Mark went to the gym and milled some tread (treaded some mill?) while watching trashy TV. I helped by eating powdered sugar Pop’ems and declaring they go straight to your thighs. Then I took a nap, to show how laziness gets you nowhere. Then, I combed the internets for a festive buddy icon while Mark showered and got ready for dinner:
Then, we danced to German pop songs, because that burns calories and also we weren’t drunk. Not too drunk.
Well, it looks like Phase 1 of the Marcover is a-go. He’s working out regularly, eating healthy food and trying to stay away from burritos. Good job, Mark. You’ll be bouncing quarters off your ass in no time, my friend.

haha. eightball.
you better get the trainer mark! your exploits/exploitation make my day seem shorter!
Posted by no_guey! | December 20, 2007
why marcover? shouldn’t it be markover?
Posted by JAV!ER | December 20, 2007
@ JAV!ER: ‘Cuz his commenter name is “Marco.” See?
Posted by ...dijo Alex | December 20, 2007
@ JAV!ER: duh, newbie. ;)
Posted by ella | December 20, 2007
He doesn’t need a Marcover.
Marc, mijo. Listen. There are places that cater to menz who will totes dig you.
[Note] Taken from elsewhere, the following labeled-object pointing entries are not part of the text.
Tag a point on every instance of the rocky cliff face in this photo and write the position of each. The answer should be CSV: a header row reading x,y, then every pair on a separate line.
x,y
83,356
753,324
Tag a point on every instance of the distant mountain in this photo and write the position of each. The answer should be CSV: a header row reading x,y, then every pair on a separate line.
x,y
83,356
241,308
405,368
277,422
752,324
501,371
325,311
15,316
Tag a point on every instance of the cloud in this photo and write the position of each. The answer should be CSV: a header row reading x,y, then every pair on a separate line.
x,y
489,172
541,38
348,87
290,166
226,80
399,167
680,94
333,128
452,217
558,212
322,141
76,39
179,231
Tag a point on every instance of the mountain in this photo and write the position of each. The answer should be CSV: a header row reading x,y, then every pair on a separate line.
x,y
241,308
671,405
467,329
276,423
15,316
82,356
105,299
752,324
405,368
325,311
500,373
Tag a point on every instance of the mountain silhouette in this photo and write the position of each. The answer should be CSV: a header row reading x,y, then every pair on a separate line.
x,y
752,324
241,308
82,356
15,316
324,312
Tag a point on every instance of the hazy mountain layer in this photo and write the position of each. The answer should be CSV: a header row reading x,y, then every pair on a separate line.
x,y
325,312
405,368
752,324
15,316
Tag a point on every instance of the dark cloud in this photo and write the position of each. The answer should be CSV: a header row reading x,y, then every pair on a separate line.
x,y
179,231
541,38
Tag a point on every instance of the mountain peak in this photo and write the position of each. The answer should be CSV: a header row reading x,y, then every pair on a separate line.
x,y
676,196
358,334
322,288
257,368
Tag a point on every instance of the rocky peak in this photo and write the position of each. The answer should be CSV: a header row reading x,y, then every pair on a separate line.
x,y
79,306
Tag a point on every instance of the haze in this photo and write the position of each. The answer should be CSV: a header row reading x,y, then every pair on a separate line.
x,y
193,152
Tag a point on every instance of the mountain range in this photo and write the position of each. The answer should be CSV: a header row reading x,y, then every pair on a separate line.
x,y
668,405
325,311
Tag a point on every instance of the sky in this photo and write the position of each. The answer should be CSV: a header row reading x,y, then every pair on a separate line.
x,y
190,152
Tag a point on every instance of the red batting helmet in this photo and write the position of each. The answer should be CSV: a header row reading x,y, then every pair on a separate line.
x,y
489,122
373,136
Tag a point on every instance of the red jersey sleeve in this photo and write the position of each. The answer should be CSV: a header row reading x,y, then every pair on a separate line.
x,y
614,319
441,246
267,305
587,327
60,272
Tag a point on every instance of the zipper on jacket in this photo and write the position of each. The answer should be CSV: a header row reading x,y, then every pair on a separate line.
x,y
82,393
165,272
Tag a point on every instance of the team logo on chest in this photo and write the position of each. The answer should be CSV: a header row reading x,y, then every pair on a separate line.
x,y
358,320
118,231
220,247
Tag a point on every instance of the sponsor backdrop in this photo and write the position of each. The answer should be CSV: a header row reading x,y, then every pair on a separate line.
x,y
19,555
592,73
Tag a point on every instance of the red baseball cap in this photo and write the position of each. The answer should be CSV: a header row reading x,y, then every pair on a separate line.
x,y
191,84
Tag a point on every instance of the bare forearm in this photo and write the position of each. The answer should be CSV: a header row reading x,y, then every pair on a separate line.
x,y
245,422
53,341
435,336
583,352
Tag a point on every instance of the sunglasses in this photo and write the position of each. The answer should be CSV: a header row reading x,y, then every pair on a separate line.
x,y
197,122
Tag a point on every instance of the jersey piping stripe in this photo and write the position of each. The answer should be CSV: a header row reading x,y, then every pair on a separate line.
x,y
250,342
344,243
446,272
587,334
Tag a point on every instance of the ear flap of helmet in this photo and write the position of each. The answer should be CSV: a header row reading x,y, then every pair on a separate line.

Go to the Boots and Saddles, Ty’s or Dugout. All of these fine establishments are on Christopher St.
Its a good place for a nice cub to find some man-bear action.
As someone who is in a long term fag/hag relationship, listen to what I say.
Trust.
Posted by Janie A Go-Go | December 20, 2007
Ay, Alex. Now that I know our AIM conversations might be made public, I’m going to have performance anxiety.
@Janie. Thanks dollface. This is for me too, trust me. Daddy is a princess and doesn’t do anything he doesn’t want to. And I don’t think I’m hairy enough to be a bear….
Posted by Marco | December 20, 2007
@ Marco. Grasshopper, you won’t know about the hair requisites if you don’t venture out to the cave.
Mai gheys swear that entering those places is like finding the Holy Grail.
I recommend a recognizance trip to the Dugout, for research purposes of course.
Posted by Janie A Go-Go | December 20, 2007
@Janie: i really heart you.
@Marco: not to negate Janie’s suggestions, but venturing into the heart of darkness known as the bear community (which i call ‘the dumpster’) can be scary at best. many are super nice but most of them have so much baggage it’s like lost and found at la guardia. tread carefully, bring snacks and snark. and lots of beer money.
Posted by el smrtmnky | December 20, 2007
@ella: thanks ruca, alex answered the question
Posted by JAV!ER | December 20, 2007
Before I let y’all indulge on the Bearhaterade, I was just informed by mai ghey that the term for Marc would be “beaver”
that’s right. “Beaver”
@ el smrtmnky. Totes love you too chickidee, but in defense of “dumpster diving”, let me just say that baggage is everywhere in the dating scene, and like the lost and found at LaGuardia, some of its baggage is small carry ons, some are full sets of luggage, some are trunks, and some are boxes whose contents were spilled during travel. In any case, when we pick partners, we pick how much baggage we can handle.
Posted by Janie A Go-Go | December 21, 2007
If that involves me being what frat boys are on an eternal quest for achieving, well, heeey! Let the games begin!
Posted by Marco | December 21, 2007
a ‘beaver,’ eh? thought more ‘otterish’ to me. but don’t forget to put that brown hankie in the right jean pocket.